The Ahenobarbi, like the rest of the Roman aristocracy, were forced to choose sides in the civil war between Gaius Julius Caesar and Gnaeus Pompeius Magnus in the first century BC. A certain Lucius (consul 54 BC) and his son Gnaeus (consul 32 BC) supported Pompey against Caesar, the former going so far as to command a Pompeian legion at the Battle of Pharsalus and dying there in 48 BC. His son abandoned Pompey and threw his lot in with Caesar, who won the war. After Caesar's assassination, Gnaeus allied himself with the Liberatores, (i.e. his cousin Brutus and Gaius Longinus Cassius), but later switched sides and joined Marcus Antonius and the forces of the Second Triumvirate. When Antonius and Gaius Julius Caesar Octavianus, the grand nephew and adopted son of Julius Caesar, came to blows, Gnaeus joined Octavian but died in 31 BC shortly after the conclusion of the war. Gnaeus' son, Lucius, was consul in the year 16 BC, and earned a reputation for bizarre and vexatious behavior that disgusted many of his contemporaries (but not, apparently, the Emperor Augustus, who named him in his will). Lucius' son, Gnaeus, was consul in 32 AD, and was married to Agrippina the Younger, the sister of the future Emperor Caligula. His reputation is similar to that of his father's, known as he was for his spitefulness and indolence.
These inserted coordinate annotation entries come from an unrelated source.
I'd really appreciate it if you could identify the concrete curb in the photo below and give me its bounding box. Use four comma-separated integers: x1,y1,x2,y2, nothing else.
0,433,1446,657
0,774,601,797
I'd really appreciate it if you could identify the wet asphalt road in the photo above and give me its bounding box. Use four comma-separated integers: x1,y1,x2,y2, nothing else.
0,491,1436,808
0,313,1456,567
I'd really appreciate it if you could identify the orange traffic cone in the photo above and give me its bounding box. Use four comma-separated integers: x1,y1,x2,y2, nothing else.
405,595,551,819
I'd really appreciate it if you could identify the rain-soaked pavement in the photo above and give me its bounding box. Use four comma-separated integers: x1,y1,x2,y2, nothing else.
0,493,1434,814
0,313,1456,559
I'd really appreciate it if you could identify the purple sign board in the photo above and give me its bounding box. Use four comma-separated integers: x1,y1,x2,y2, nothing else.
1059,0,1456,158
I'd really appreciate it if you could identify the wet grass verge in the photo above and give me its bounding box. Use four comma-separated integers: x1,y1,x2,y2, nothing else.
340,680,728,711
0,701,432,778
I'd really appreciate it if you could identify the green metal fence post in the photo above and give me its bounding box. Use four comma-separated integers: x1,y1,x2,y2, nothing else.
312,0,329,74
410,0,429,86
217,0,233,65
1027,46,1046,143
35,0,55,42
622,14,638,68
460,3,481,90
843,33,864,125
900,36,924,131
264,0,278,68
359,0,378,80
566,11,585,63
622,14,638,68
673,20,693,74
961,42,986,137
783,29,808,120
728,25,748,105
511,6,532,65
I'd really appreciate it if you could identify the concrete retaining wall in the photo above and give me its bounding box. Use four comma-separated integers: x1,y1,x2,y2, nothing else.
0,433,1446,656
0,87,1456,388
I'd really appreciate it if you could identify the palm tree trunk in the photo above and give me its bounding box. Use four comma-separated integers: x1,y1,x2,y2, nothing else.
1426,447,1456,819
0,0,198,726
The most famous Ahenobarbus is Lucius, the son of the most recently mentioned Gnaeus and his wife Agrippina, although history does not remember him by that name. Gnaeus died in 40 AD and his brother-in-law, the Emperor, was killed the following year. Caligula was succeeded by his uncle Claudius, who was a competent administrator but a horrible judge of character with a weakness for manipulative women. After a series of failed marriages, Claudius was seduced by his niece Agrippina, who eventually convinced him to adopt her son (his grand nephew) Lucius as his chief beneficiary (and primary successor) over his own biological son. Claudius, drunk with lust, relented and following Roman adoption convetions, Lucius Domitius Ahenobarbus became known as Nero Claudius Caesar Germanicus, usually known just by the name Nero. Nero succeeded Claudius after his mother allegedly poisoned the latter, and was considered an acceptable candidate for the highest office in the land because of his genetic acceptability (he was one of two living male blood descendants of Augustus; the other died under mysterious circumstances). Nero, of course, is famous for arranging the murder of his mother, subjecting the Roman populace to his singing and lyre-playing, starting the first major persecution of Christians in the Empire, and coopting a third of the city of Rome's public property for his own use after the Great Fire. Nero committed suicide in 68 after a widespread rebellion exploded against him with the words "what an artist the world is losing in me!"

The Ahenobarbi do not appear in the historical record after the death of Nero. The broader Domitii gens, however, continued to be prominent in Roman politics, with the emperors Titus and Domitian being distantly related to the clan on their mother's side and the third century-era barracks emperor Aurelian being a true, blue Domitius.